Ivan Beria was surrounded by white. Even if he kept his eyes closed, which was most of the time, he saw white.

When he had regained consciousness, he discovered that he was standing in a deep, cylindrical tube, a kind of silo. About fifteen feet high, its walls were perfectly smooth, coated with plaster that had been painted and then finished with something to make it shine. High beyond his reach were two big flood lamps that burned continuously. There was a total absence of darkness, not even a hint of shadows.

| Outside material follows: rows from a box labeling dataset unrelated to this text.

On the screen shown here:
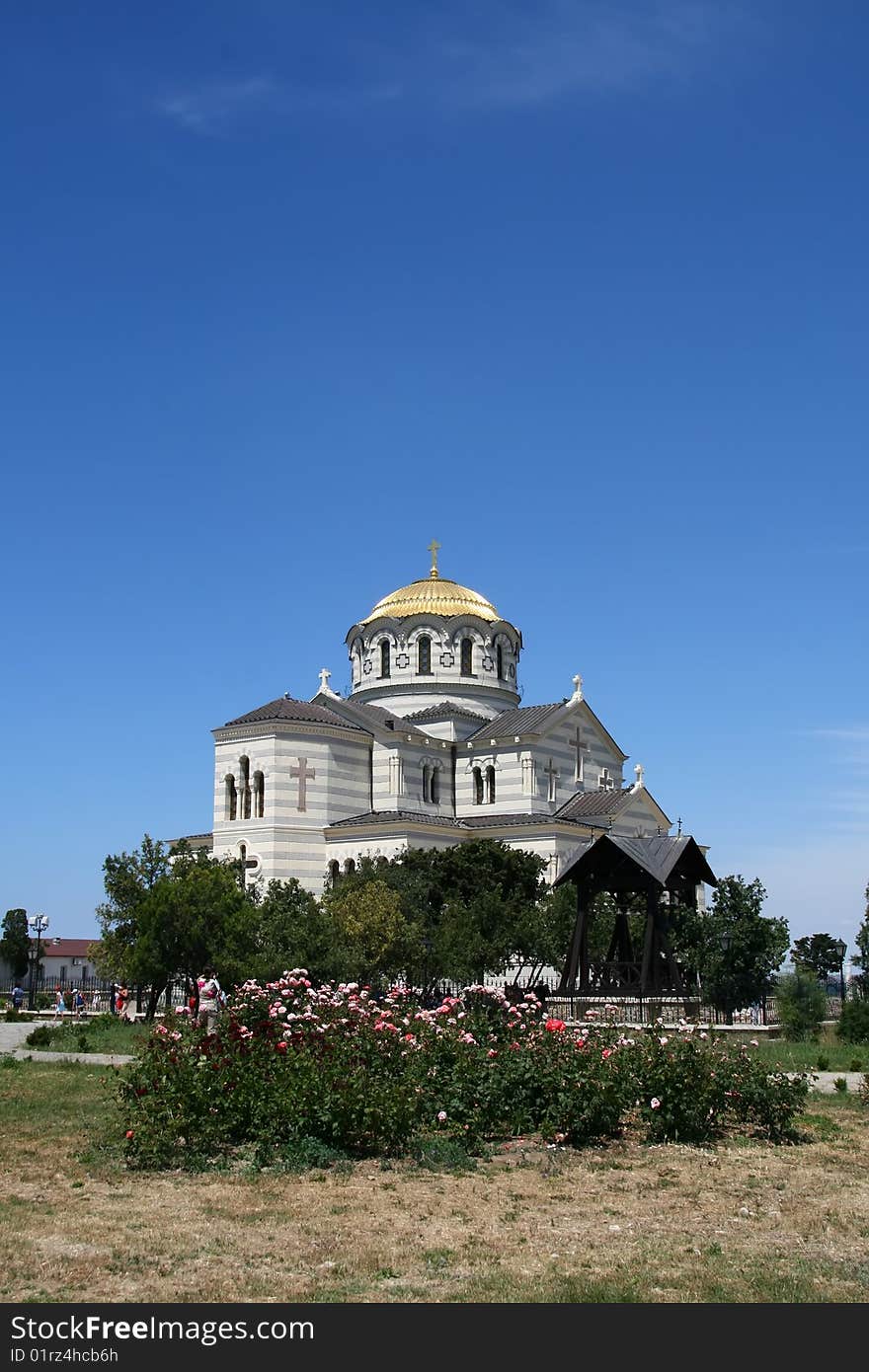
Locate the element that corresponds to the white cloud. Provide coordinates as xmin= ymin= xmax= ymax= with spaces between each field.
xmin=156 ymin=0 xmax=747 ymax=134
xmin=156 ymin=77 xmax=278 ymax=133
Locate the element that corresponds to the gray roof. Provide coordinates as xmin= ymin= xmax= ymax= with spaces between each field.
xmin=465 ymin=700 xmax=564 ymax=743
xmin=555 ymin=834 xmax=718 ymax=886
xmin=462 ymin=809 xmax=606 ymax=829
xmin=348 ymin=700 xmax=432 ymax=742
xmin=556 ymin=786 xmax=633 ymax=819
xmin=328 ymin=809 xmax=605 ymax=830
xmin=163 ymin=834 xmax=214 ymax=852
xmin=224 ymin=696 xmax=365 ymax=732
xmin=328 ymin=809 xmax=462 ymax=829
xmin=404 ymin=700 xmax=489 ymax=724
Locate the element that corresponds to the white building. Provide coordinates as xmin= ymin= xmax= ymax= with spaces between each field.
xmin=187 ymin=543 xmax=680 ymax=894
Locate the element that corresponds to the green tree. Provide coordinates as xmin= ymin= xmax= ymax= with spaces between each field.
xmin=852 ymin=882 xmax=869 ymax=1000
xmin=697 ymin=877 xmax=791 ymax=1023
xmin=775 ymin=964 xmax=827 ymax=1041
xmin=96 ymin=834 xmax=256 ymax=1018
xmin=791 ymin=935 xmax=838 ymax=981
xmin=325 ymin=838 xmax=549 ymax=989
xmin=331 ymin=880 xmax=419 ymax=985
xmin=0 ymin=910 xmax=31 ymax=979
xmin=247 ymin=878 xmax=342 ymax=981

At first, Beria thought that it was some makeshift holding cell. The thought had reassured him. He’d had brief experiences with jail cells. But then he discovered that the diameter of the silo was barely large enough to accommodate his shoulders. He could lean a few inches in any direction, but he could not sit down.

After a while, he thought he heard a faint hum, like a distant radio signal. As the hours passed, the signal seemed to get stronger and the walls whiter. Then they started to close in on him. That was the first time Beria had closed his eyes, briefly. When he opened them, the whiteness was even starker, if such a thing were possible. Now he dared not open his eyes at all. The hum had crescendoed into a roar and beyond it, Beria heard something else, something that might have been a human voice. He had no idea that he was screaming.